Killers of the Flower Moon: The Osage Murders and the Birth of the FBI
- Author: David Grann
- Language: English
- Subject: Osage Indian murders
- Genre: Nonfiction
- Publisher: Doubleday
- Publication date: April 18, 2017
- Publication place: United States
- Media type: Print, e-book
- Pages: 352 pp. (hardcover)
- ISBN: 978-0-385-53424-6 (Hardcover)
- OCLC: 982488680
- Preceded by: The Devil and Sherlock Holmes
- Followed by: The White Darkness

= Killers of the Flower Moon (book) =

2017 nonfiction book by David Grann

Killers of the Flower Moon: The Osage Murders and the Birth of the FBI is a 2017 nonfiction book by American journalist David Grann about the Osage murders. Time magazine listed it as one of its top ten nonfiction books of 2017.

The film adaptation Killers of the Flower Moon was directed by Martin Scorsese and released in October 2023.

==Flower Moon origin==
The Old Farmer's Almanac, which first began publishing the names for the full moons in the 1930s, recorded the name given by American tribes to the full moon in May as the "Flower Moon" because of the flowers blooming across North America, signaling abundance and the coming of spring after a cold, hard winter. The title was originated in the poem "Wi'-gi-e" by Osage poet Elise Paschen, which was written from the perspective of Mollie Kyle. Grann eventually contacted Paschen, and she sent him the poem, an excerpt from which was published in the book.

==Synopsis==
The book investigates a series of murders of wealthy Osage people that took place in Osage County, Oklahoma, in the early 1920s after extensive oil deposits were discovered beneath their land. After the Osage are awarded headrights in court to the profits from oil deposits found on their land, the Osage people prepare to receive the wealth to which they are legally entitled from sales of their oil deposits.

The Osage are viewed as the "middle man" and a complex plot is hatched to eliminate the Osage inheritors one by one, by any means possible.
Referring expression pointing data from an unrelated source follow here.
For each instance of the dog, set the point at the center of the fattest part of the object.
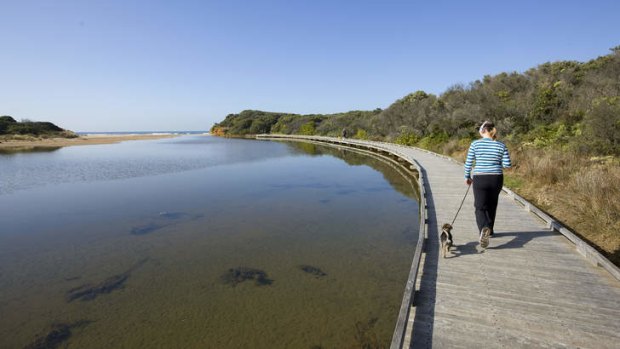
(446, 239)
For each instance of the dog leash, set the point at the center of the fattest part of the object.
(459, 210)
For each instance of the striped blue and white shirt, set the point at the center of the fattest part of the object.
(490, 157)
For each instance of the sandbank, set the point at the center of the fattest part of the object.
(14, 144)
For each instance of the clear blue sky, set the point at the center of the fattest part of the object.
(127, 65)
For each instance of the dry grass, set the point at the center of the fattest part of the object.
(581, 191)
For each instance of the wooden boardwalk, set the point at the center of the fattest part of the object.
(529, 289)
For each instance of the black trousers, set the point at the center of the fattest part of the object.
(486, 195)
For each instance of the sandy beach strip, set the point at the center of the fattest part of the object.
(82, 140)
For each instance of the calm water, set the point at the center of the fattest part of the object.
(149, 244)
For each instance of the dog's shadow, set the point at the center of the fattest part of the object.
(462, 250)
(520, 239)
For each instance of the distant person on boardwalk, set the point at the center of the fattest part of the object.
(490, 157)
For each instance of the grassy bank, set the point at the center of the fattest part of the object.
(579, 190)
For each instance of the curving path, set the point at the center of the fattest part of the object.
(529, 289)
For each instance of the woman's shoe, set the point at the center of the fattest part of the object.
(485, 233)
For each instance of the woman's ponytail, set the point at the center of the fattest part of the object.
(490, 128)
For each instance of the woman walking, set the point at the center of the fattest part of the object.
(490, 157)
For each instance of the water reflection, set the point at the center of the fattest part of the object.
(399, 177)
(209, 243)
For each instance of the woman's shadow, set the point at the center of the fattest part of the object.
(520, 239)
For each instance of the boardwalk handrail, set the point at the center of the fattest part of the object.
(398, 338)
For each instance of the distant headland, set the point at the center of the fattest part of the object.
(26, 135)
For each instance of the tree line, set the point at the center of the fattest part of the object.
(568, 104)
(10, 126)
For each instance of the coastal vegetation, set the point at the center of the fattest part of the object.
(26, 129)
(561, 121)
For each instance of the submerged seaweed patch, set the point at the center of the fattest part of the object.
(163, 220)
(88, 292)
(235, 276)
(56, 336)
(312, 270)
(146, 229)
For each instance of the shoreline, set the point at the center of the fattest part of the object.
(14, 144)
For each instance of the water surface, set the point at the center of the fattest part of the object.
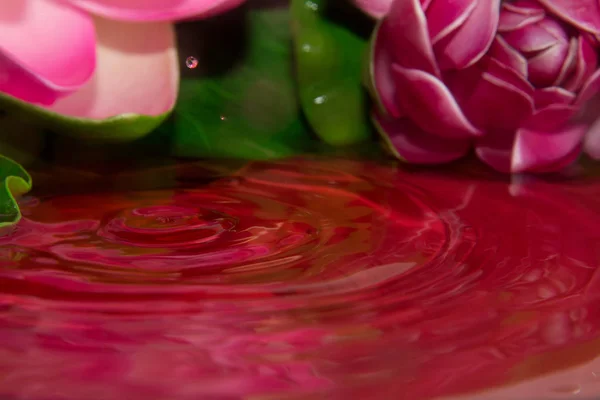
(305, 279)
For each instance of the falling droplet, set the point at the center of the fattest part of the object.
(191, 62)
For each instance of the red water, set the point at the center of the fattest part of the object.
(304, 279)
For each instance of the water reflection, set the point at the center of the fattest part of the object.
(305, 278)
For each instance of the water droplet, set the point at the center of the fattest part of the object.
(320, 99)
(191, 62)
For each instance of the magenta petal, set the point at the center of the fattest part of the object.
(406, 27)
(544, 68)
(493, 96)
(551, 118)
(415, 146)
(496, 150)
(541, 151)
(155, 10)
(585, 14)
(586, 63)
(444, 17)
(505, 54)
(429, 103)
(537, 37)
(552, 95)
(569, 64)
(466, 45)
(592, 141)
(589, 89)
(381, 73)
(513, 18)
(375, 8)
(41, 61)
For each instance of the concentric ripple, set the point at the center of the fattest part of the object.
(304, 278)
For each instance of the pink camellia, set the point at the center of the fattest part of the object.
(95, 59)
(508, 78)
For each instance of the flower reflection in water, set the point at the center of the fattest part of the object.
(303, 279)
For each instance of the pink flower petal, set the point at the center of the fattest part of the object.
(375, 8)
(467, 44)
(444, 18)
(430, 105)
(585, 14)
(591, 143)
(540, 151)
(411, 144)
(493, 96)
(495, 150)
(586, 63)
(505, 54)
(514, 18)
(155, 10)
(407, 31)
(589, 89)
(137, 72)
(550, 118)
(569, 64)
(537, 37)
(545, 67)
(552, 95)
(381, 73)
(41, 61)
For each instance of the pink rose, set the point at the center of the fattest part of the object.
(508, 78)
(95, 58)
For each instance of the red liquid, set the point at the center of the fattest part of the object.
(303, 279)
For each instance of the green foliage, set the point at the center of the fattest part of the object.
(329, 69)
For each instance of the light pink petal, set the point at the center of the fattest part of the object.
(540, 151)
(525, 7)
(415, 146)
(586, 63)
(47, 50)
(154, 10)
(544, 68)
(444, 17)
(495, 149)
(589, 89)
(467, 44)
(536, 37)
(430, 105)
(569, 64)
(137, 72)
(584, 14)
(550, 118)
(407, 31)
(381, 73)
(375, 8)
(591, 143)
(552, 95)
(493, 96)
(505, 54)
(513, 17)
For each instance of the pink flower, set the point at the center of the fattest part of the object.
(507, 78)
(95, 58)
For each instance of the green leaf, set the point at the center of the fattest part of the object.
(15, 181)
(248, 109)
(122, 128)
(329, 69)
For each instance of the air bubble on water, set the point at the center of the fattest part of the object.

Officially, the count of the wealthy Osage victims reaches at least 20 but Grann suspects that perhaps hundreds more may have been killed because of their ties to oil. The book details the new FBI's investigation of the murders and the eventual trial and conviction of cattleman William King Hale as the mastermind behind the plot.

==Reception==
Writing for The New York Times, Dave Eggers called the book "riveting" and wrote, "in these last pages, Grann takes what was already a fascinating and disciplined recording of a forgotten chapter in American history, and with the help of contemporary Osage tribe members, he illuminates a sickening conspiracy that goes far deeper than those four years of horror. It will sear your soul." Dwight Garner, also for the New York Times, stated the work "is close to impeccable".

Sean Woods of Rolling Stone praised Grann's book, noting, "In his masterful new book... Grann chronicles a tale of murder, betrayal, heroism and a nation's struggle to leave its frontier culture behind and enter the modern world... Filled with almost mythic characters from our past – stoic Texas Rangers, corrupt robber barons, private detectives, and murderous desperadoes like the Al Spencer gang – Grann's story amounts to a secret history of the American frontier."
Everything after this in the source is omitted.